II-6

Saturation of Rayleigh-Taylor Instability and Nonlinear

Wave Patterns in Closed Flows of Viscous Films

Alexander L. Frenkel and David Halpern

University of Alabama

 

Abstract

We study unsteady Couette-type flows of a viscous film under a heavier liquid, driven by various periodic motions of the tow horizontal plates sandwiching the two-layer system. The parametric conditions are such that the waves (appearing as the result of the Rayleigh-Taylor instability) are long, their slopes are small, and the Stokes approximation holds for the flow. The 3D Navier-Stokes problem for disturbances of the exact flat-film solution (which, in contrast to the previously studied cases, is a "closed flow") is reduced to a nonlinear evolution equation for the disturbance of the film thickness, which has a most tow independent spatial variables.
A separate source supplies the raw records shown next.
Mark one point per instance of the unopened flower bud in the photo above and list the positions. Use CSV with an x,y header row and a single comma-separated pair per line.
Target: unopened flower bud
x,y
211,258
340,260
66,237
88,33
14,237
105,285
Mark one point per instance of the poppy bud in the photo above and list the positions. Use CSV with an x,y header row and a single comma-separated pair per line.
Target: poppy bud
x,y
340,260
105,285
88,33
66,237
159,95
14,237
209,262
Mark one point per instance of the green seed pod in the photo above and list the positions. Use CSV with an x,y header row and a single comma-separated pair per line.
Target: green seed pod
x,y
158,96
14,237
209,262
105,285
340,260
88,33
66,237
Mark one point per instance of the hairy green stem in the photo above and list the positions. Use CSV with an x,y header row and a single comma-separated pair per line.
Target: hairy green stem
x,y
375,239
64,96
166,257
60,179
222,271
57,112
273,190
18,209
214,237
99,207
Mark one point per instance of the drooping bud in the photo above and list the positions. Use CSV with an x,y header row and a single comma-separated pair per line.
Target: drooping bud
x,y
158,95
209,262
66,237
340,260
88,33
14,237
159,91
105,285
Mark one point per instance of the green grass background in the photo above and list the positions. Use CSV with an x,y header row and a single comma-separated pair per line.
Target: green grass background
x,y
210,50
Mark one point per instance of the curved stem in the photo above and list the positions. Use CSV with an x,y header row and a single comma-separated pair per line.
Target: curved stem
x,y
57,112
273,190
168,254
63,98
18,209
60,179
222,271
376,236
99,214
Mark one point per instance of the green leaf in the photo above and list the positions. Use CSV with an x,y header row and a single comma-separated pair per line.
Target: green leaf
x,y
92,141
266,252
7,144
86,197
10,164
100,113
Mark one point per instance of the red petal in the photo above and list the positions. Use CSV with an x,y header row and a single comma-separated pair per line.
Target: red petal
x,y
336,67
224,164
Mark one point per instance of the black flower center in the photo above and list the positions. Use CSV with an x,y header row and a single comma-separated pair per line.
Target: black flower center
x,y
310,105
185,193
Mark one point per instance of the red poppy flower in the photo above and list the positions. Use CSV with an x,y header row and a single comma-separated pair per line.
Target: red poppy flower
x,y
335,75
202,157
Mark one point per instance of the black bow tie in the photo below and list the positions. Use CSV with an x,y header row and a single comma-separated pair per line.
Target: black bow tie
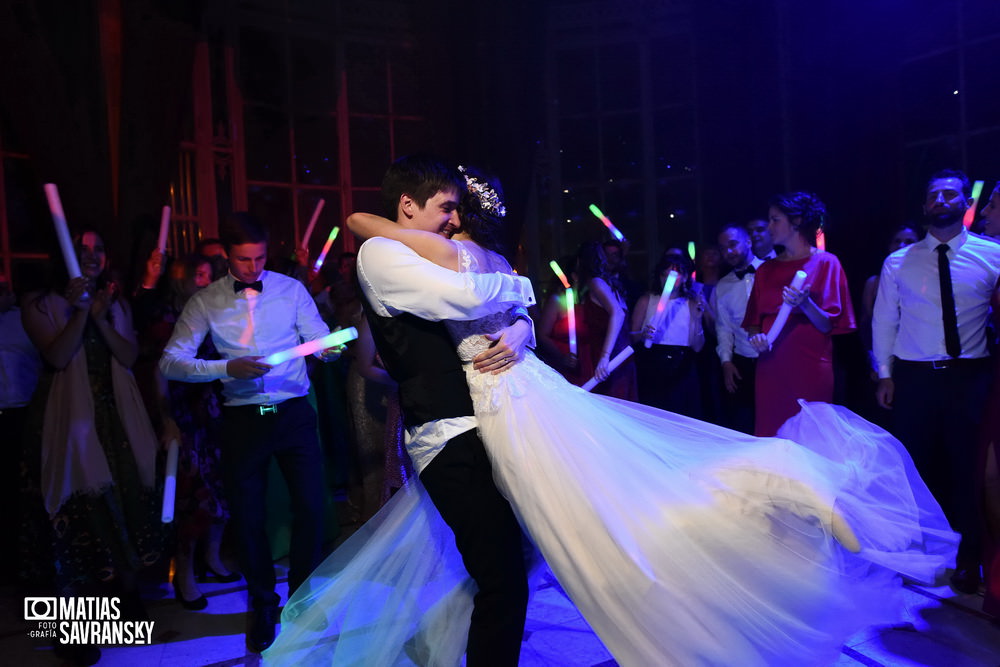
x,y
239,286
This possible the numerical studies of the 3D wave patterns in spatially extended domains. In particular, we find coherent structures even in certain strange-attractor regimes of the dissipative film flow which is a high-dimensional dynamical system. We find certain Couettte-type flows for which, in contrast to the previously known cases, the growth on any possible disturbance is arrested at a small amplitude-which allows the film to persist indefinitely despite its flowing under the heavier fluid. We discuss the possibility of a similar "life-saving" result for a single film on a ceiling (the ultimate case of the Rayleigh-Taylor instability). Possible experiments to verify the theoretical predictions are discussed as well.